Я, действительно, лазал вчера часа три по Соломенной балке, где обнажаются девонские пласты, — надо же взять на карандаш всё, что можно, пока не занесло снегом. К зиме там встанут вышки, возникнет новый участок промысла. Симаков уже завозит строительные материалы, — он вызвался осваивать Соломенную балку. Но не могу же я сидеть в кабинете, всё доверить другим! Ну нет! Лукиных постарше меня, он доктор геологических наук, а как лихо орудовал багром, показывая рабочим, как надо вылавливать бревна из Светлой. Я, говорит, пермский лесоруб и сплавщик! А мне — беречь себя! Сидеть в четырех стенах!
— Сережа, — сказал Надеинский. — Я беседовал по телетайпу с моим начальником. Он считает, что тебя надо подготовить. Промысел выходит из прорыва, и враги будут действовать еще активнее.
Он открыл свою офицерскую планшетку, достал листок плотной бумаги. На нем резкими взмахами пера, густыми синими чернилами было изображено лицо мужчины — узкое, бритое, с маленьким, презрительно сжатым ртом. Кое-где рисовавший слишком нажимал на перо, поэтому в волосы, в сетку морщин на лбу вплелись кляксы.
— Незнаком? — спросил Надеинский.
— Нет, — сказал я.
— Это редкий документ. Исключительный. Я вот смотрю и, знаешь, что? думаю? Наступит время, когда не надо будет людям ничего скрывать друг от друга. Никакая грязь не коснется честности и чистоты человеческой. И вот этот портрет я сохранил бы потомкам нашим для музея. Да, чтобы знали они, какие существа попадались раньше на земле. Как тебе известно, наверно, здесь в феврале были сброшены на парашютах диверсанты. Один попал в плен.
— Доходили слухи, — сказал я, не понимая, куда он ведет речь.
— Я допрашивал его на днях. Десятый раз, должно быть. Он и нарисовал. Рисунок не блестящий, конечно. Понимаешь, он архитектор по специальности, а не портретист, но он очень старался. Да, еще бы! Он нарисовал своего друга детства, своего товарища по шайке… и знаешь, зачем? Ведь сам захотел! Мне, по правде сказать, в голову не пришло предложить ему… Его рукой водили жадность и страх за свою шкуру.
И Надеинский рассказал мне историю Гейнца Ханнеке — незадачливого наследника.
Она показалась мне странной, почти фантастической. Человек, развращенный настолько, что даже за решеткой тюрьмы воображает себя хозяином поместья, хочет нашими руками устранить соперника, увеличить свою долю в грабеже!

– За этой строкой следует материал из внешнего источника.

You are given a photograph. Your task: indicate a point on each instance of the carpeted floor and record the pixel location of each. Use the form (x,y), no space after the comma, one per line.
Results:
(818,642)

Надеинский говорил, и вдруг смысл его слов перестал доходить до меня. Я понял, кого нарисовал Ханнеке. Сиверс! Маврикий Сиверс!
В комнате стало как будто холоднее. Лара, кажется, перестала улыбаться из своей рамки, глядя на портрет Маврикия Сиверса.
— Женя, — сказал я. — Ты знал давно, что он здесь. И мне — ни слова!?
— Ну зачем же? — ответил он. — У тебя хватит своих забот. Всё равно ты не мог бы помочь. Он ловко прячется. У него много имен, очевидно. Хитрый негодяй! Я чувствую: все нити ведут к нему. Теперь мы знаем: пожар на первой буровой в марте, аварии — дело врагов. След их вожака, Маврикия Сиверса, оборвался.